Paper presented at the Congreso Internacional Nebrija en Lingüística Aplicada a la Enseñanza de Lenguas, Madrid, Spain. [PDF]

This study examined how different groups of Spanish-English bilinguals—heritage speakers, L1-English L2-Spanish learners, and L1-Spanish L2-English bilinguals—judge inalienable possession constructions in Spanish. The results show that all three bilingual groups most consistently rated the canonical (clitic + definite determiner) form as acceptable, while hybrid and English-like forms were judged more variably—especially by heritage and L2 Spanish speakers, who were more flexible than the L1-Spanish group. Across all participants, variables like Spanish proficiency, dominance, and language exposure correlated with acceptability, but subgroup analyses showed these effects were not uniform: many correlations disappeared or shifted when groups were analyzed separately, revealing distinct within-group patterns, particularly among heritage speakers. These results suggest that bilingual type crucially shapes how language background factors influence judgments of inalienable possession, underscoring the importance of analyzing bilingual groups separately rather than assuming a single bilingual profile.

Task complexity effects on L2 writing pausing and revision processes

Co-authored paper presented at the Conference on European Second Language Acquisition (EuroSLA), Tromsø, Norway.

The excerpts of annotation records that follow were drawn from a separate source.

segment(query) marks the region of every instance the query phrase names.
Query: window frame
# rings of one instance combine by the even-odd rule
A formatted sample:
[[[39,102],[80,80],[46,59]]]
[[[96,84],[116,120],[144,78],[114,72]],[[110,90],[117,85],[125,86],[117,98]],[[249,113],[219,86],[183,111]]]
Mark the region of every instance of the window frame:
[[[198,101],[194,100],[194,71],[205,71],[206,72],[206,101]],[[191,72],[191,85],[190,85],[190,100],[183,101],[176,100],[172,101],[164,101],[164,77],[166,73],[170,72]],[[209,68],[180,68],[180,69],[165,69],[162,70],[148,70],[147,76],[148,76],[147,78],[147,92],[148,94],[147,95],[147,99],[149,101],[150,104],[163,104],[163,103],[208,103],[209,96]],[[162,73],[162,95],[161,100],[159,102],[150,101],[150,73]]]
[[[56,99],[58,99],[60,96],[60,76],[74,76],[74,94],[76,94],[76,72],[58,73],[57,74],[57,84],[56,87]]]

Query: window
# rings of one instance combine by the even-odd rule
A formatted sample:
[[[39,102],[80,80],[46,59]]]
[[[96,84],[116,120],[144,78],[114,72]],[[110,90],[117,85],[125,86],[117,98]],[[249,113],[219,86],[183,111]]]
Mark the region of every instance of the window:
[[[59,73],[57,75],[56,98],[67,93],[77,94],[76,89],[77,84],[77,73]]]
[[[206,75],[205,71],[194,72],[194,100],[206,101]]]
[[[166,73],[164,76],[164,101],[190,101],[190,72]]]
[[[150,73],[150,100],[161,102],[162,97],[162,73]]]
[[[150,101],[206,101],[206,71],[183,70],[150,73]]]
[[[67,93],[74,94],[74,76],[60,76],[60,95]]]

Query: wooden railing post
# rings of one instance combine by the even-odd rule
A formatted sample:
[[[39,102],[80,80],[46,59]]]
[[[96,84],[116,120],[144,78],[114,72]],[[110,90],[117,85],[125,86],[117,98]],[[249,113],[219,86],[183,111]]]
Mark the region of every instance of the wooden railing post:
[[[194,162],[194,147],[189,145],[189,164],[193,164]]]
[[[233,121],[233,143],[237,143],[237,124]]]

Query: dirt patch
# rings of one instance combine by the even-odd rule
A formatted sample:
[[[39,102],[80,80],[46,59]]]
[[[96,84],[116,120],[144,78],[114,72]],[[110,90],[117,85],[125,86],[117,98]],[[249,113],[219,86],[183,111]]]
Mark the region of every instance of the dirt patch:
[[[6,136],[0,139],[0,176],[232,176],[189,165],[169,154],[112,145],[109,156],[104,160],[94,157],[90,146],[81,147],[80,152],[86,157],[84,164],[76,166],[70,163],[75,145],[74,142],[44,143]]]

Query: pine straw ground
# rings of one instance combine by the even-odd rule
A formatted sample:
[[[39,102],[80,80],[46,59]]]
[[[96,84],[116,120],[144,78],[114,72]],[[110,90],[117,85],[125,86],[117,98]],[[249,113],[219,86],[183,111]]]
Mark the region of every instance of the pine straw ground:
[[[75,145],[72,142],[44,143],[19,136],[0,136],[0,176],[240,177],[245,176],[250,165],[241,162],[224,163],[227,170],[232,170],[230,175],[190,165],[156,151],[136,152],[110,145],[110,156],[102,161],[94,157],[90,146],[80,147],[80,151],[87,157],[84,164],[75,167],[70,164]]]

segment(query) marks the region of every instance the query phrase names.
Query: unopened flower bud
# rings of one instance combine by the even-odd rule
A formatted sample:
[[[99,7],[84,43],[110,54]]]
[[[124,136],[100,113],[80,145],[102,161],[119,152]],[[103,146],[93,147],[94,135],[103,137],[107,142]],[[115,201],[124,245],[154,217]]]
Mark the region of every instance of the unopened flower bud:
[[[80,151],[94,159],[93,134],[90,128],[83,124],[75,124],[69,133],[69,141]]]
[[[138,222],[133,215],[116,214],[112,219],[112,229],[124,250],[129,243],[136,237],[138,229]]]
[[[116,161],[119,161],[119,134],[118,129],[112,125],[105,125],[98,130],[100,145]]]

This study investigated how task complexity, manipulated through the presence or absence of content support, influenced L2 writers’ pausing and revision behaviors as well as their perceptions of task difficulty and engagement in writing processes. While keystroke logging data revealed no significant differences in pausing or revision behavior between simple and complex tasks, participants in the complex condition reported spending more time planning and structuring their writing and revising language features afterward. The study offers new empirical insights into task complexity effects on writing and highlights methodological considerations for aligning process data with writers’ self-reported experiences.